Die Argumente der Anbieter: Erstens bringen Unternehmensanleihen in der Regel höhere Renditen als Staatsanleihen. Das gilt ganz besonders, seit die Kurse der Staatsbonds aus den aufstrebenden Ländern immer weiter steigen. Zweitens gelten die Papiere trotz zum Teil mäßiger Ratings mittlerweile als fast ebenso stabil wie Titel aus Industrienationen, dank der geringen Verschuldung und des starken Wachstums ihrer Heimatländer. Drittens bekommen immer mehr Schwellenländerfirmen bessere Ratings.

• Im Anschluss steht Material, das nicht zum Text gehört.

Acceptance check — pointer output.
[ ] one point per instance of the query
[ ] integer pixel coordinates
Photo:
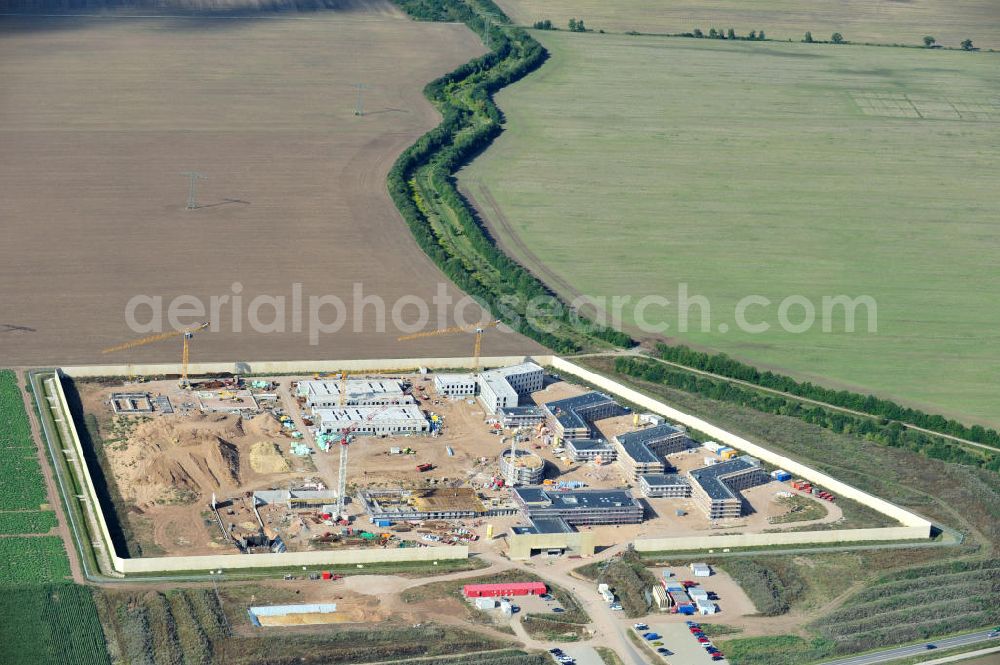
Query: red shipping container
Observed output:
(505, 589)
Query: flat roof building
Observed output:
(503, 387)
(636, 459)
(372, 420)
(663, 439)
(520, 416)
(572, 418)
(587, 450)
(325, 394)
(579, 507)
(455, 385)
(664, 485)
(717, 489)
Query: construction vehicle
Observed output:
(342, 476)
(187, 335)
(477, 330)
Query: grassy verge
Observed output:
(44, 618)
(799, 509)
(870, 428)
(719, 629)
(609, 656)
(917, 604)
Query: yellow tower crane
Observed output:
(187, 335)
(478, 330)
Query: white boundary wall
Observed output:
(338, 558)
(913, 527)
(238, 561)
(279, 367)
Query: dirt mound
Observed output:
(266, 457)
(179, 461)
(264, 426)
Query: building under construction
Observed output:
(717, 489)
(579, 507)
(521, 467)
(326, 394)
(572, 418)
(372, 420)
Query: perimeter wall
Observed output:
(914, 526)
(239, 561)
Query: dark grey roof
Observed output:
(588, 444)
(655, 433)
(550, 525)
(531, 494)
(575, 499)
(661, 479)
(640, 452)
(570, 403)
(708, 477)
(521, 411)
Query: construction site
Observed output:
(410, 458)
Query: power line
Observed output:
(193, 177)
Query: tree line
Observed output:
(471, 121)
(723, 365)
(878, 430)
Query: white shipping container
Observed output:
(485, 603)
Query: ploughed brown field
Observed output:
(99, 118)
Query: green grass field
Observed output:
(44, 617)
(633, 164)
(874, 21)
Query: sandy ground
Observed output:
(99, 118)
(167, 466)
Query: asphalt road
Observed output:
(915, 649)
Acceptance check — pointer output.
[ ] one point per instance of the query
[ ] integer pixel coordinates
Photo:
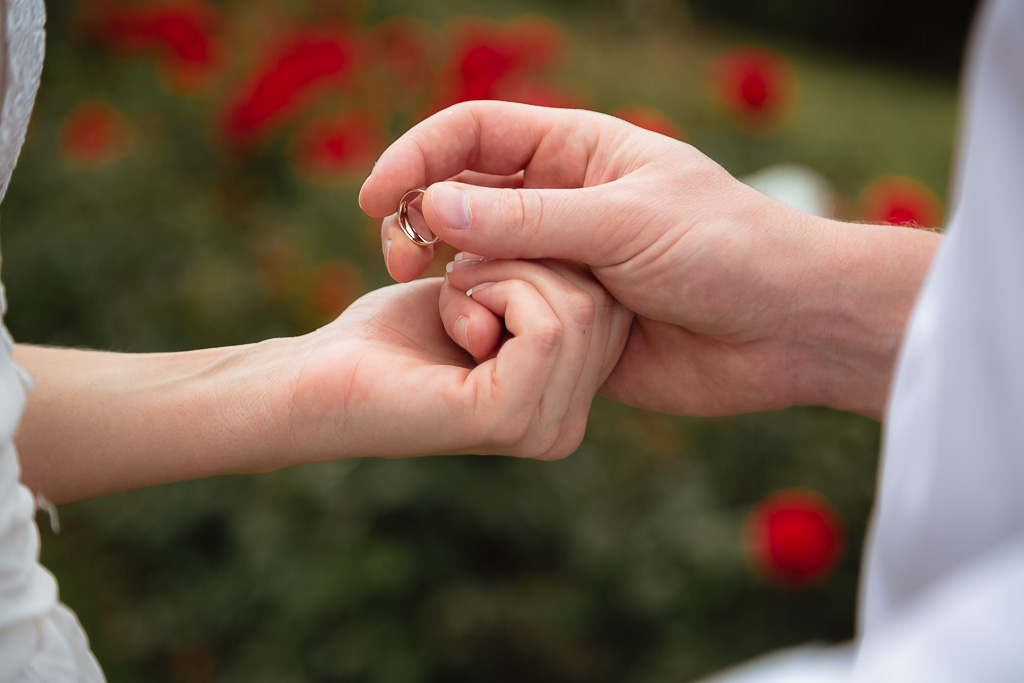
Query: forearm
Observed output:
(854, 305)
(98, 422)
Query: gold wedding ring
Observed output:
(403, 223)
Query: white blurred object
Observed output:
(797, 185)
(800, 665)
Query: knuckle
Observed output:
(511, 432)
(582, 307)
(547, 336)
(522, 210)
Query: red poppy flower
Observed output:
(182, 33)
(92, 134)
(650, 119)
(294, 72)
(901, 202)
(338, 146)
(794, 537)
(334, 287)
(406, 50)
(757, 85)
(489, 60)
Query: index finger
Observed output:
(552, 145)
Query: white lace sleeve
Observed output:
(40, 639)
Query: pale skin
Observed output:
(384, 379)
(741, 303)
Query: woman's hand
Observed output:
(741, 302)
(385, 379)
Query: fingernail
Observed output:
(473, 290)
(461, 328)
(459, 264)
(452, 206)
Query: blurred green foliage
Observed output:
(624, 562)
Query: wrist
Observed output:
(854, 299)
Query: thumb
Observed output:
(582, 224)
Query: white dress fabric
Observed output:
(943, 587)
(942, 594)
(40, 639)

Einen ähnlich gelagerten Fonds wie Threadneedle brachte im Juni der Schweizer Anbieter Fisch Asset Management auf den Markt. Der Fisch Bond Value Investment Grade Fund investiert in unterbewertete Schwellenländer-Corporate-Bonds mit Investment-Grade-Rating. Für Anleihen aus Schwellenländern bekomme man im Vergleich zu Papieren aus Industriestaaten eine Risikoprämie von 0,5 Prozent, sagt Fondsmanager Philipp Good. Bei Unternehmensanleihen kämen noch einmal rund 0,8 Prozent hinzu. Bald würden auch viele andere Fondsanbieter auf Unternehmensanleihen setzen, ist Good überzeugt. "Es geht jetzt erst richtig los, die Zahl der Produkte wird steigen."

Davon geht auch Christopher Wolter aus, Analyst bei Feri Eurorating: "Die nächste Welle der Fondsauflegungen steht bei den Schwellenländer-Unternehmensanleihefonds an." Die Argumente der Anbieter für Unternehmensanleihen findet er schlüssig.